Due to the absence of pyruvate carboxylase (Cesar and Hamprecht 1995; Hassel 2001), neurons lack the capacity to perform de novo synthesis of tricarboxylic cycle constitutents (TCA) and therefore depend on extracellular sources of TCA intermediates to replenish intracellular pools of neurotransmitters, such as glutamate and γ-aminoisobutyrate (GABA). Astrocytes, which in contrast to neurons, express pyruvate carboxylase (Shank et al. 1985), play a major role in feeding TCA constituents to the neurons. Since NaCT is localized in neurons, we assumed that NaCT is responsible not only for the uptake of citrate but also for the uptake of other tri- and dicarboxylic acid derivatives into neurons. This, however, was not the case: GA and αKG were not accepted by NaCT.

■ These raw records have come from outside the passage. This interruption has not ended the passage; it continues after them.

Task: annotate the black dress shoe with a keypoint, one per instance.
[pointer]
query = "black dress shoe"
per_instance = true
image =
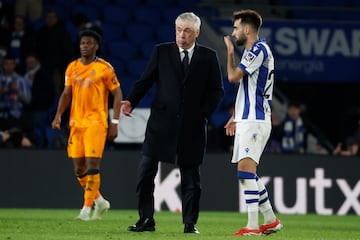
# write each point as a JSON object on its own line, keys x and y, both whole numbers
{"x": 144, "y": 224}
{"x": 190, "y": 228}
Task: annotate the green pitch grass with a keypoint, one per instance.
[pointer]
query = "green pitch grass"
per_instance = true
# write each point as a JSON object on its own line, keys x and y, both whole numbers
{"x": 58, "y": 224}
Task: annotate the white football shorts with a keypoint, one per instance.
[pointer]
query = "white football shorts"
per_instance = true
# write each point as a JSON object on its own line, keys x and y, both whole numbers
{"x": 250, "y": 140}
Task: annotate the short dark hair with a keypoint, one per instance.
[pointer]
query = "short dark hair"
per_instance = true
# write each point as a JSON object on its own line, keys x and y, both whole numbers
{"x": 249, "y": 16}
{"x": 90, "y": 33}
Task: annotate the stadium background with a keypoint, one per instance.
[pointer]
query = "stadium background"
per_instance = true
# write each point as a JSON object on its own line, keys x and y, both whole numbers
{"x": 131, "y": 28}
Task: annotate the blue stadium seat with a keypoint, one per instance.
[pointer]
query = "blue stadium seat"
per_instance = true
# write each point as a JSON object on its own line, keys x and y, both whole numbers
{"x": 112, "y": 32}
{"x": 147, "y": 49}
{"x": 165, "y": 32}
{"x": 119, "y": 66}
{"x": 169, "y": 14}
{"x": 138, "y": 33}
{"x": 91, "y": 12}
{"x": 126, "y": 83}
{"x": 123, "y": 50}
{"x": 117, "y": 15}
{"x": 125, "y": 3}
{"x": 136, "y": 67}
{"x": 147, "y": 15}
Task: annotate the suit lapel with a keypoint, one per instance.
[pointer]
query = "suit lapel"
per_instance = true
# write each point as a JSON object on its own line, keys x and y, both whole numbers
{"x": 194, "y": 59}
{"x": 176, "y": 61}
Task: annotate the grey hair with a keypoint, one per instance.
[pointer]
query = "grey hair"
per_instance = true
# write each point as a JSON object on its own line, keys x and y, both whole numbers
{"x": 189, "y": 17}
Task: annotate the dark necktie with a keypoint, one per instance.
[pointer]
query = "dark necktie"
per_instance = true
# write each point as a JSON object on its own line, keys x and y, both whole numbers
{"x": 185, "y": 61}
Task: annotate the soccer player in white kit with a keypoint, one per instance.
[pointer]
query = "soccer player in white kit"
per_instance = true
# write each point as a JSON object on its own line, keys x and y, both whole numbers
{"x": 251, "y": 121}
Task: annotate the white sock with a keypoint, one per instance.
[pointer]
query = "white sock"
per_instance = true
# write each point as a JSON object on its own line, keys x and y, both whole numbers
{"x": 264, "y": 203}
{"x": 86, "y": 210}
{"x": 99, "y": 199}
{"x": 251, "y": 193}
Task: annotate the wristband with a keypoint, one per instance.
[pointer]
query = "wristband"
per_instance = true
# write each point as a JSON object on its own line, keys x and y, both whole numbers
{"x": 115, "y": 121}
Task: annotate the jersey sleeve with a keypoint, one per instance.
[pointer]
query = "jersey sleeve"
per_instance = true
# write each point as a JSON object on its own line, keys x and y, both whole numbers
{"x": 111, "y": 80}
{"x": 68, "y": 74}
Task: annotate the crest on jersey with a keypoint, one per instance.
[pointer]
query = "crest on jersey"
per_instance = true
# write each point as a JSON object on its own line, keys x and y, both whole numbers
{"x": 249, "y": 57}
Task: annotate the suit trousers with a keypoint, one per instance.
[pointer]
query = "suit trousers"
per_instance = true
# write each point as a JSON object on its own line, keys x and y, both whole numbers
{"x": 190, "y": 190}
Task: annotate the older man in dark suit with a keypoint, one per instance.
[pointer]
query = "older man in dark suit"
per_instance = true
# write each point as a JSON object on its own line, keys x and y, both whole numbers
{"x": 189, "y": 87}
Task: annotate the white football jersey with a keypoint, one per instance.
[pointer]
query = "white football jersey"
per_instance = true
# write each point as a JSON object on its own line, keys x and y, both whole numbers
{"x": 254, "y": 96}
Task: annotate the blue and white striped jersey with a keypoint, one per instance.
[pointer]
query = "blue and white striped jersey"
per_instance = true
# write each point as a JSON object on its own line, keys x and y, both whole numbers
{"x": 253, "y": 100}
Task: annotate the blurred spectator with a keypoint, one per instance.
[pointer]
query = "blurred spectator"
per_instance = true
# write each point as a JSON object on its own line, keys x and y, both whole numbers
{"x": 29, "y": 9}
{"x": 43, "y": 98}
{"x": 293, "y": 130}
{"x": 54, "y": 47}
{"x": 22, "y": 42}
{"x": 5, "y": 29}
{"x": 351, "y": 145}
{"x": 15, "y": 92}
{"x": 14, "y": 138}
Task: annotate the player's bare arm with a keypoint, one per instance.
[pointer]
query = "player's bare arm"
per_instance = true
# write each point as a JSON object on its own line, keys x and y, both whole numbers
{"x": 230, "y": 127}
{"x": 64, "y": 101}
{"x": 113, "y": 127}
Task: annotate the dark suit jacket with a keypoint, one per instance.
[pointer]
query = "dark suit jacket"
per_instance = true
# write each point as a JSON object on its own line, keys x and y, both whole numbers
{"x": 176, "y": 129}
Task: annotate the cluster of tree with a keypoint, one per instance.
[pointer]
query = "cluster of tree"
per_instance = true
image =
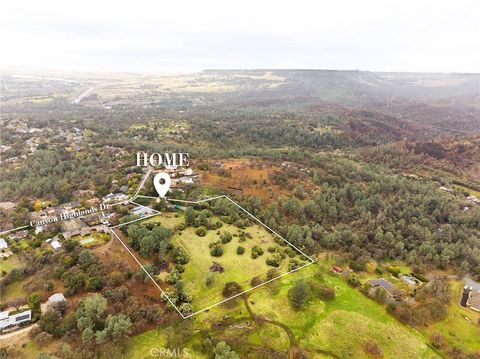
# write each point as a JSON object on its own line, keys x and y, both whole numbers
{"x": 430, "y": 305}
{"x": 57, "y": 174}
{"x": 303, "y": 291}
{"x": 371, "y": 214}
{"x": 79, "y": 269}
{"x": 148, "y": 239}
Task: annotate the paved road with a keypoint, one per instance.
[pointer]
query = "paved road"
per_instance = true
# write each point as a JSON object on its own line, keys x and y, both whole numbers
{"x": 14, "y": 333}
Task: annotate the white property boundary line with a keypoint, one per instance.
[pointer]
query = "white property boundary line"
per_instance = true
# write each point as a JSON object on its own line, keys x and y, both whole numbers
{"x": 224, "y": 300}
{"x": 146, "y": 272}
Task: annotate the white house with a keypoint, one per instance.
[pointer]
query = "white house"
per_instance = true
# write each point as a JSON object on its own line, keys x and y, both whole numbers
{"x": 142, "y": 211}
{"x": 3, "y": 243}
{"x": 7, "y": 320}
{"x": 115, "y": 197}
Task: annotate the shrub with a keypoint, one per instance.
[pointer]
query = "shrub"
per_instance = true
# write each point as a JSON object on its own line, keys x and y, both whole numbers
{"x": 294, "y": 264}
{"x": 209, "y": 280}
{"x": 353, "y": 280}
{"x": 201, "y": 231}
{"x": 216, "y": 251}
{"x": 231, "y": 288}
{"x": 226, "y": 237}
{"x": 272, "y": 273}
{"x": 179, "y": 256}
{"x": 255, "y": 281}
{"x": 299, "y": 294}
{"x": 186, "y": 308}
{"x": 173, "y": 276}
{"x": 256, "y": 251}
{"x": 325, "y": 292}
{"x": 274, "y": 260}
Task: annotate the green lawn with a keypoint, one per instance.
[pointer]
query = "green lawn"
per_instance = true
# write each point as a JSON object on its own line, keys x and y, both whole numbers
{"x": 339, "y": 328}
{"x": 238, "y": 268}
{"x": 92, "y": 239}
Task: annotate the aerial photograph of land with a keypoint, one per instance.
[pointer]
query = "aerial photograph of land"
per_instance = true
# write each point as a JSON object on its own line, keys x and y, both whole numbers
{"x": 158, "y": 200}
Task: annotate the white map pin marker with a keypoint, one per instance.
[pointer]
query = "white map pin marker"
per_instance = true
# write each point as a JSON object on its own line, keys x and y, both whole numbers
{"x": 162, "y": 188}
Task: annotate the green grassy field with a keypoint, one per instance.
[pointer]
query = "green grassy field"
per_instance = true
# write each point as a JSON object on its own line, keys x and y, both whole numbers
{"x": 471, "y": 191}
{"x": 340, "y": 328}
{"x": 457, "y": 330}
{"x": 238, "y": 268}
{"x": 9, "y": 263}
{"x": 166, "y": 219}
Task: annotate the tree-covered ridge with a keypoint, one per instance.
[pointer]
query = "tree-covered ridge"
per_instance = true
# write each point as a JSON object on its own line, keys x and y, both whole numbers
{"x": 370, "y": 214}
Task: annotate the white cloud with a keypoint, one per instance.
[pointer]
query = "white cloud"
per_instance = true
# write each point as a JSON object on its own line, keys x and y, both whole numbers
{"x": 153, "y": 35}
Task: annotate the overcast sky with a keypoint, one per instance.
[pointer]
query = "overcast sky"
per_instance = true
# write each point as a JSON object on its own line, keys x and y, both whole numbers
{"x": 139, "y": 35}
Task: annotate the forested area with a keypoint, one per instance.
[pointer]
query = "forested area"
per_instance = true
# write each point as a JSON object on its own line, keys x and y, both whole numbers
{"x": 368, "y": 214}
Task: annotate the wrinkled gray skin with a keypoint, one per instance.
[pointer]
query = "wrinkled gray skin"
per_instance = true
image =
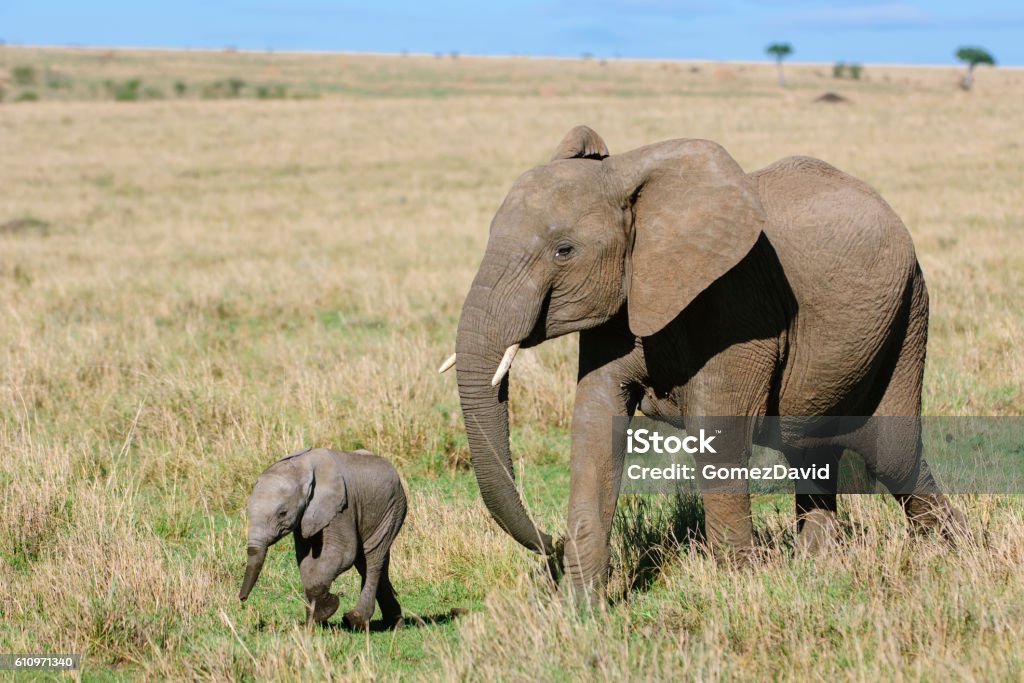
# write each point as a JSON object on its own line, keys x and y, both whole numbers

The synaptic action of glutamate is terminated by its uptake into astrocytes and or into presynaptic neurons. Uptake of glutamate into astrocytes occurs by distinct excitatory amino acid transporters (EAATs) and possibly by low affinity sodium-dependent transport systems (Danboldt 2001; Holten et al. 2008). One such candidate transporter may be NaDC3, recently localized to astrocytes (Yodoya et al. 2006). However, glutamate neither induced inward currents nor inhibited succinate uptake in hNaDC3-expressing oocytes, and 1 mM glutamate reduced succinate uptake only by 19.9 ± 8.5 % (N.S.). Therefore, hNaDC3 can be excluded as a transporter facilitating glutamate uptake into astrocytes as opposed to recent speculation (Frizzo et al. 2004; Holten et al. 2008).

At –60 mV, hNaDC3 carries αKG and GA with high and the other GA derivatives with moderate affinity (Hagos et al. 2008). In the present study, we found that the affinities for D- and L-2OHGA increased whereas that of 3OHGA decreased at depolarized potentials. Besides KM, Imax was also influenced by the membrane potential. The different GA derivatives also differ in their Imax being largest for D-2OHGA, indicating that D-2OHGA can be taken up into astrocytes at high rates and may interfere with the uptake of αKG which is needed by astrocytes for the synthesis of glutamine (Peng et al. 1991) and other metabolic purposes.

Although our findings did not elucidate the mechanisms by which the GA derivatives induce the neuronal damage observed in the affected patients, we can definitely exclude NaCT as a transporter facilitating the uptake of D- and L-2OHGA as well as 3OHGA into neurons. The impaired uptake of αKG due to the efficient interactions of D- and L-2OHGA with NaDC3 could interfere with the astrocytes ability to produce TCA derivatives and to feed neurons with these compounds needed for synthesis of neurotransmitters. As, during brain development, energy requirements are increasing (Harting et al. 2009), the metabolic support of astrocytes may be limited due to accumulating GA derivatives in the synaptic cleft. This in turn may induce the observed neuronal damage due to shortage of fuels when the brain is in a most vulnerable phase as recently discussed by Strauss et al. (2010).